The American College of Cardiology (ACC) and several other partnering societies, including the American Heart Association and American Society of Nuclear Cardiology, released on Monday, Jan. 7 its 2019 Appropriate Use Criteria (AUC) for multimodality imaging in the diagnosis and management of cardiac structure in nonvalvular heart disease.
The new guidelines accompany the 2017 AUC, according to an ACC news release. The goal of the new AUC is to determine "the range of modalities that may or may not be reasonable for specific indications rather than the determination of a single best test for each indication or a rank order,” according to the release.
The new criteria are divided into three sections: initial evaluation of cardiac structure and function, evaluation in patients with prior testing, and evaluation in patients undergoing transcatheter intervention for structural heart disease.
The following are takeaways from the new guidelines:
- Transthoracic echocardiography (TTE) is considered “appropriate” for the initial cardiac evaluation of a known systemic, congenital or acquired disease that could be associated with structural heart disease.
- TTE, cardiac MRI or radionuclide ventriculography is considered appropriate evaluation after appropriate time interval following revascularization and/or optimal medical therapy to determine candidacy for implantable cardioverter-defibrillator/cardiac resynchronization therapy and/or to determine optimal choice of device.
- TTE, transesophageal echocardiography (TEE), cardiac MRI or cardiac CT is considered “appropriate” for initial evaluation of cardiac mass, suspected tumor or thrombus or potential cardiac source of emboli.
- TEE, cardiac MRI, or cardiac CT is considered “appropriate” for comprehensive further evaluation of dilated aortic sinuses or ascending aorta identified by TTE.
- TEE or intracardiac echocardiography (ICE) and fluoroscopy are considered “appropriate” for intraprocedural guidance for closure of patent foramen ovale or atrial septal defect.
- TEE and fluoroscopy are considered “appropriate” for intraprocedural guidance for left atrial appendage occlusion; ICE “may be appropriate” in this situation.
Additionally, modalities should not be considered in a rank order and should be used relative to individual patient circumstances based on the balance of risk versus benefit, the authors explained.

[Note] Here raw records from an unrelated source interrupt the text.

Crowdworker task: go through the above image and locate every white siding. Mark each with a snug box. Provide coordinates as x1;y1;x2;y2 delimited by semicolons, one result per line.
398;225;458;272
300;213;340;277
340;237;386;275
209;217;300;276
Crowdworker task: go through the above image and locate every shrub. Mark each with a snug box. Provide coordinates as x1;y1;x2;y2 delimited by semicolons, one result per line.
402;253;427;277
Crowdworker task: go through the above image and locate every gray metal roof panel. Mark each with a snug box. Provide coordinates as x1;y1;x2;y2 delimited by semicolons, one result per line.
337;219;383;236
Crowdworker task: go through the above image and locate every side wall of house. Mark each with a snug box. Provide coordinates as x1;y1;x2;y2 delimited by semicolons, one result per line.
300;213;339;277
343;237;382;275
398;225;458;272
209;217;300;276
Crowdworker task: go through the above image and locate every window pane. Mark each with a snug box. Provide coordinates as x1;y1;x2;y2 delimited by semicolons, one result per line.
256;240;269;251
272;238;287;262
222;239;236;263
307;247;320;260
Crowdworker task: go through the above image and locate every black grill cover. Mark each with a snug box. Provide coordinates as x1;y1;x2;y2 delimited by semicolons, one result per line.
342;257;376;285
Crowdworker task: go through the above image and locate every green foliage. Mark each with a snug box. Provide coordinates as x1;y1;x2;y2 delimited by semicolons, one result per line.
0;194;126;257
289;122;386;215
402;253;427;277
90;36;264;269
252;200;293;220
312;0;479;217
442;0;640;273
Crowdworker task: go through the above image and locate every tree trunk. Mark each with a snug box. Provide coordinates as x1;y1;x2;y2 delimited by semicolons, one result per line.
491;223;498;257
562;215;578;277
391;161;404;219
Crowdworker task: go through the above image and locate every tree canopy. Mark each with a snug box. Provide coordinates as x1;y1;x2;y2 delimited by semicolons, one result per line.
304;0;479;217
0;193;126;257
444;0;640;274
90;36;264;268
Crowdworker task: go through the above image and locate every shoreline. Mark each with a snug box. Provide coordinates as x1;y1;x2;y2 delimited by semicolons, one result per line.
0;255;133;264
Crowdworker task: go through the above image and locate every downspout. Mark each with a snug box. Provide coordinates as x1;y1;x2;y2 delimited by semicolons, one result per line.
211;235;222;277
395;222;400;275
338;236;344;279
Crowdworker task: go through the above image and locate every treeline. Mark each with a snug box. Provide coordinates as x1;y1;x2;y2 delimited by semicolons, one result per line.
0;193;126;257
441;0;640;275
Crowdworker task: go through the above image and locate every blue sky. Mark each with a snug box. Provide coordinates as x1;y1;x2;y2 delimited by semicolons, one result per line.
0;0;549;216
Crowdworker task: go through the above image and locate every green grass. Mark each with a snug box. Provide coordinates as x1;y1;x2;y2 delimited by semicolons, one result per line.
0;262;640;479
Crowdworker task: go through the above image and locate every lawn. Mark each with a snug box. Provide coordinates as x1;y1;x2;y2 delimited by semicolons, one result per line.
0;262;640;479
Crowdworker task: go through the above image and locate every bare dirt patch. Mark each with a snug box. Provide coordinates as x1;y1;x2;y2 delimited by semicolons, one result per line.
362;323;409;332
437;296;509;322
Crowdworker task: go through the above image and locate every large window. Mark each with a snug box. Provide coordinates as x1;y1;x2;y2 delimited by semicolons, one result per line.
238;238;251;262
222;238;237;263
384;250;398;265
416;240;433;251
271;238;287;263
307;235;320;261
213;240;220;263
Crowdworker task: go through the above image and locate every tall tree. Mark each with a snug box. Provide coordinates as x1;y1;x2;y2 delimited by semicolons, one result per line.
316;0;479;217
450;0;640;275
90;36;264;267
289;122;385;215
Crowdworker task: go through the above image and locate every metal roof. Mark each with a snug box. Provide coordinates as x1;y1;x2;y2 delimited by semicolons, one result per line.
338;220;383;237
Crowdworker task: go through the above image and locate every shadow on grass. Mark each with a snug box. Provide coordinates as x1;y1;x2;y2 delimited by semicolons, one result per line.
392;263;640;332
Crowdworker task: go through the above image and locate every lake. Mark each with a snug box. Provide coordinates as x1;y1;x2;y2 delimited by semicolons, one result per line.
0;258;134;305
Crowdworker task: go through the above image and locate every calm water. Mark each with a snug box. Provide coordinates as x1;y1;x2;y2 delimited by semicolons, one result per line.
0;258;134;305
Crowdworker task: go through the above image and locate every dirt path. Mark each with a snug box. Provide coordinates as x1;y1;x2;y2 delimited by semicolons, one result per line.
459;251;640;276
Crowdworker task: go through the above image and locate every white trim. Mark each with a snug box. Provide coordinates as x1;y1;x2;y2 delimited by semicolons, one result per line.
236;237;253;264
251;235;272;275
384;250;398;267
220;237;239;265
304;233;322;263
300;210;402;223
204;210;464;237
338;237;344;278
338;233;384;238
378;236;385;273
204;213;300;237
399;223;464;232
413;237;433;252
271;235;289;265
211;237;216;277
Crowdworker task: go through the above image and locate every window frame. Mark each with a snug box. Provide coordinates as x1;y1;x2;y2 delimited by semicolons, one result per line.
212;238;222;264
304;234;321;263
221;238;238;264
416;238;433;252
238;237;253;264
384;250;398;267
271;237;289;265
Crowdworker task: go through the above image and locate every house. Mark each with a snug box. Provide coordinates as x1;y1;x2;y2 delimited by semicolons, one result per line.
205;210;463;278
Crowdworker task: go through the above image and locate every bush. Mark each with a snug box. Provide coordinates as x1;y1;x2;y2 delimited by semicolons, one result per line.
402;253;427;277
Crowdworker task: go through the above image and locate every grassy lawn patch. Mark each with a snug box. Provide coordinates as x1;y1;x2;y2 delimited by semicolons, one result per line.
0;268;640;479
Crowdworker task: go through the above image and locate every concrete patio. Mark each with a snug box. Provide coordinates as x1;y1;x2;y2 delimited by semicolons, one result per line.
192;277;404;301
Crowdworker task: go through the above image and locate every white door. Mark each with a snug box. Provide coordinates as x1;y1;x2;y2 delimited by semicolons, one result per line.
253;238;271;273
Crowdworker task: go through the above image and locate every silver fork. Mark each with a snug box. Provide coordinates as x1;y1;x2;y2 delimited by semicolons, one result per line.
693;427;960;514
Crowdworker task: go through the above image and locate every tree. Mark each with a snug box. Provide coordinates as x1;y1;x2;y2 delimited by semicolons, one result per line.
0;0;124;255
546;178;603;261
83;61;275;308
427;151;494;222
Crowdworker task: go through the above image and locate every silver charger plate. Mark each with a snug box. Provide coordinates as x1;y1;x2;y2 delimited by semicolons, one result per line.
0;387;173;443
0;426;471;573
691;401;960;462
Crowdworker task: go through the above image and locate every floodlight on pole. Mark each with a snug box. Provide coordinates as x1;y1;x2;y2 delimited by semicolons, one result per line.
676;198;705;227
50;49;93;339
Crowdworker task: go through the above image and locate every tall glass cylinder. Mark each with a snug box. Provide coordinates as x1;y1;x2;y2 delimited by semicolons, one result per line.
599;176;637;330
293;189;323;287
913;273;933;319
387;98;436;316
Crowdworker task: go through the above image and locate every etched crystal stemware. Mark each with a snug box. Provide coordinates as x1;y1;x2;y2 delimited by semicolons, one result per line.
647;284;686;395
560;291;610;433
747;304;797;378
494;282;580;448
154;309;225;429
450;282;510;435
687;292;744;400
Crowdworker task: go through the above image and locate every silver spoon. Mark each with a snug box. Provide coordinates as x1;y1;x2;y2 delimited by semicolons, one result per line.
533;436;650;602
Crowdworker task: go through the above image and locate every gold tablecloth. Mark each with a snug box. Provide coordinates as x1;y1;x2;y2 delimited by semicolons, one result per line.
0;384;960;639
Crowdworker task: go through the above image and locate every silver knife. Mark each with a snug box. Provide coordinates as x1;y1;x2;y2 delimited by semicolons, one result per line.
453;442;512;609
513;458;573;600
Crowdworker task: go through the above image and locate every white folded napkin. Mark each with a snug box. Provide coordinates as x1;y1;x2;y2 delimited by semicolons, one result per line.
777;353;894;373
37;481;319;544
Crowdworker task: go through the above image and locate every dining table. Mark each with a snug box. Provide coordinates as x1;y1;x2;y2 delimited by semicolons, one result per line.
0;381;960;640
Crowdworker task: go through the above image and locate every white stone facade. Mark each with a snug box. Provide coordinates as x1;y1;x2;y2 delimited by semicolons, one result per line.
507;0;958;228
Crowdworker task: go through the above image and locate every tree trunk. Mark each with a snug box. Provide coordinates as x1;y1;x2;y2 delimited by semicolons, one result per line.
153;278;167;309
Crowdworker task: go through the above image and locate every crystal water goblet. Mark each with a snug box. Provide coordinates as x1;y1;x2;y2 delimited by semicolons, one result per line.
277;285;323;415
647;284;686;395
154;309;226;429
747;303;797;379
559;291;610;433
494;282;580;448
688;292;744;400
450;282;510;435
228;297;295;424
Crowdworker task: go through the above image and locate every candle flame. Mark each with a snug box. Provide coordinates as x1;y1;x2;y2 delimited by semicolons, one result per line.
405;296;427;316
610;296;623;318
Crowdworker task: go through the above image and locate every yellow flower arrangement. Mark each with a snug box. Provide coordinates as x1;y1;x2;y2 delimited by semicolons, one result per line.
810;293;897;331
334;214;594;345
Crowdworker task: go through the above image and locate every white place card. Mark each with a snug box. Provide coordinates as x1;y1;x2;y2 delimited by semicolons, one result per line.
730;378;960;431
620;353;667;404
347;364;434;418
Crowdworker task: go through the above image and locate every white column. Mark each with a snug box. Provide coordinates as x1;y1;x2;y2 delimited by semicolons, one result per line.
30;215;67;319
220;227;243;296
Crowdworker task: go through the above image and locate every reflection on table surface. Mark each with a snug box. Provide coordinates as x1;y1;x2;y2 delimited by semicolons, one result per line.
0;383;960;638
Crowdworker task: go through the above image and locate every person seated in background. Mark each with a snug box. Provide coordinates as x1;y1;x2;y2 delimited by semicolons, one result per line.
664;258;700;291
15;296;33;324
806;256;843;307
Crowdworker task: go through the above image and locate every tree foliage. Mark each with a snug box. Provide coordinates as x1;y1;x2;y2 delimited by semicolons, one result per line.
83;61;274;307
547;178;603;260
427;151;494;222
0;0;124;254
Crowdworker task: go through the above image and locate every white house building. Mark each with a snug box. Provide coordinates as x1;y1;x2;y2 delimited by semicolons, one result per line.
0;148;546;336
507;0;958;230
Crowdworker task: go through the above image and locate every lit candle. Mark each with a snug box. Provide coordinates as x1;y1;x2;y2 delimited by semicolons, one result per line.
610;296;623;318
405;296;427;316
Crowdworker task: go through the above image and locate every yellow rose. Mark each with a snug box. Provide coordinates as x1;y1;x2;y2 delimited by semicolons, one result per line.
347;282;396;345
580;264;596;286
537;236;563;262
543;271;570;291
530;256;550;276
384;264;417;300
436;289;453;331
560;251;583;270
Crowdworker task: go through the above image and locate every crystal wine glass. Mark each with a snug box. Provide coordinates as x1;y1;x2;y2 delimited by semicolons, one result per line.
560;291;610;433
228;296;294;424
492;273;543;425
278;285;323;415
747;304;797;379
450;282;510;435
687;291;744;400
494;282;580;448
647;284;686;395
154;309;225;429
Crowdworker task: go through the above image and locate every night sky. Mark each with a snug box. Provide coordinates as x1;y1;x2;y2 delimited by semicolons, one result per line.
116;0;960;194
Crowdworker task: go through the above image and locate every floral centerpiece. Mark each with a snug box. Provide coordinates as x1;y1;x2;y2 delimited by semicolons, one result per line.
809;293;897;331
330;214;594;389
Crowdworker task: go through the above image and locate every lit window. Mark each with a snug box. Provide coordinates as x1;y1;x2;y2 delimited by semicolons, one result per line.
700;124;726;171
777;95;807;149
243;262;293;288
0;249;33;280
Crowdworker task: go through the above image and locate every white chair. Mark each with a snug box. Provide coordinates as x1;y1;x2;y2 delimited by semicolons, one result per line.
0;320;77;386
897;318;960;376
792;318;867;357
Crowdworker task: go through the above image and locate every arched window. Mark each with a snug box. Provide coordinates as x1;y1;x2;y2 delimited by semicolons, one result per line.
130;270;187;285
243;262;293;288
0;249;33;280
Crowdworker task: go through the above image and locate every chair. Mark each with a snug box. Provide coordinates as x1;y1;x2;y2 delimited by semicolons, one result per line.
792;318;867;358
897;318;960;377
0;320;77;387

They also noted that TTE was considered the best modality for initial evaluation because its non-invasive, doesn’t require radiation and costs less than CT, MRI and nuclear medicine procedures.
“Clinical benefit should always be considered first, and cost should be considered in relationship to these benefits when determining net value. For example, a procedure with moderate clinical efficacy for a given AUC indication should not be scored as more appropriate than a procedure with a high clinical efficacy solely because of lower cost,” the AUC read.
The 2019 AUC was developed with representatives from the American College of Cardiology AUC Task Force, the American Association for Thoracic Surgery, the American Heart Association, the American Society of Echocardiography, the American Society of Nuclear Cardiology, the Heart Rhythm Society, the Society for Cardiovascular Angiography and Interventions, the Society of Cardiovascular Computed Tomography, the Society for Cardiovascular Magnetic Resonance and the Society of Thoracic Surgeons.